Ella seguía acostada, boca arriba, en la cama. Después de un momento le ofrecí, dudando: ¿quieres que te lea algo? Levantándose inmediatamente y dibujando una sonrisa en su rostro: sí, dale. Un poema. Saqué de mi bolsillo uno que escribí pensando en la mujer amada. Mientras arreglaba el papel para leerlo cómodamente, me puse a pensar rápidamente que sólo tenía dos opciones para zafarme de tan grande tentación: una era que durante el tiempo que estuviera allí, la llenara de poemas y el otro, caer en la misma tentación, a la vez que le rendiría honores a la frase del escritor Irlandés, a quien admiro mucho, Oscar Wilde: “La única forma de vencer una tentación es dejarse arrastrar por ella.”
Giselle se puso cómoda en la cama.
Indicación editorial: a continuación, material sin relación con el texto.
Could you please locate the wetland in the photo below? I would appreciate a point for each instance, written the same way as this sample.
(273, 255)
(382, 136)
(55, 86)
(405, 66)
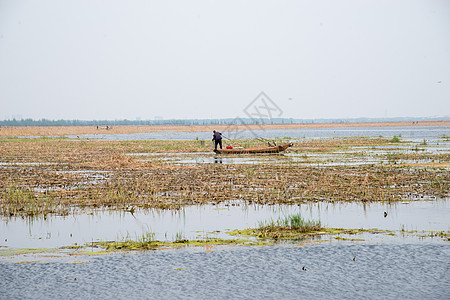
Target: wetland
(174, 205)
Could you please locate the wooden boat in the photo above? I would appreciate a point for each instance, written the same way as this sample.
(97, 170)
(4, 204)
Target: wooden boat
(272, 149)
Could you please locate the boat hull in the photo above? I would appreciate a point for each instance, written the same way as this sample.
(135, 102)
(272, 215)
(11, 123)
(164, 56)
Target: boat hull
(273, 149)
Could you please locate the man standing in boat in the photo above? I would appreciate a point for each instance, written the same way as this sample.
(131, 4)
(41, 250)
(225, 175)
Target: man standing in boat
(217, 138)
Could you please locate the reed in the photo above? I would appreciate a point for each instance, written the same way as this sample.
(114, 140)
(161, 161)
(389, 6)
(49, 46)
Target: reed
(44, 175)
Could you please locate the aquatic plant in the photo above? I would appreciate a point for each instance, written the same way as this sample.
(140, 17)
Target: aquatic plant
(42, 176)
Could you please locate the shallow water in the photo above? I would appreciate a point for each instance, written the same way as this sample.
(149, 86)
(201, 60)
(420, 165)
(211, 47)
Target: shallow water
(323, 271)
(194, 222)
(354, 156)
(416, 132)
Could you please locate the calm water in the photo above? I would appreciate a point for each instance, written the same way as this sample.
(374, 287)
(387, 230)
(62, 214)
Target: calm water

Yo agarré una silla y la acerqué, haciendo frente de ella, me senté. Me miró con esos ojos grandes que, por más que no quiera calificarlas, lo hacía; muy a pesar de que, realmente con quién debería vivir estás ocasiones, fuera más bien la mujer que amo. Todo pensamiento o ideal de vida que tenía sobre la mujer amada, se encontraba a prueba en esos momentos, incluso los efectos que puedan causar los poemas en una mujer.
Bueno, empecé a leer.
Yo leía, ella escuchaba atenta; al parecer.
Mientras seguía leyendo, ella empezó a soltarse el cabello. Yo me detuve un momento a observar lo que hacía, pero continué sin darle mucha importancia.
De repente se despojó de su blusa celeste, la que traía desde la mañana, de forma muy ligera y sensual. Tras quedarse en reposo por un momento y dar un sorbo muy largo de aire, continuó con su sostén -esta vez yo la quede observando muy atento, sacándome por instante de la concentración-. Seguidamente empezó a dar movimientos muy suaves, muy lentos. Alzó con su mano izquierda su sostén celeste con manchas blanquizcas; le dio tantas vueltas, como si fuese una elipse, hasta soltarlo y dejarlo caer cerca al armario.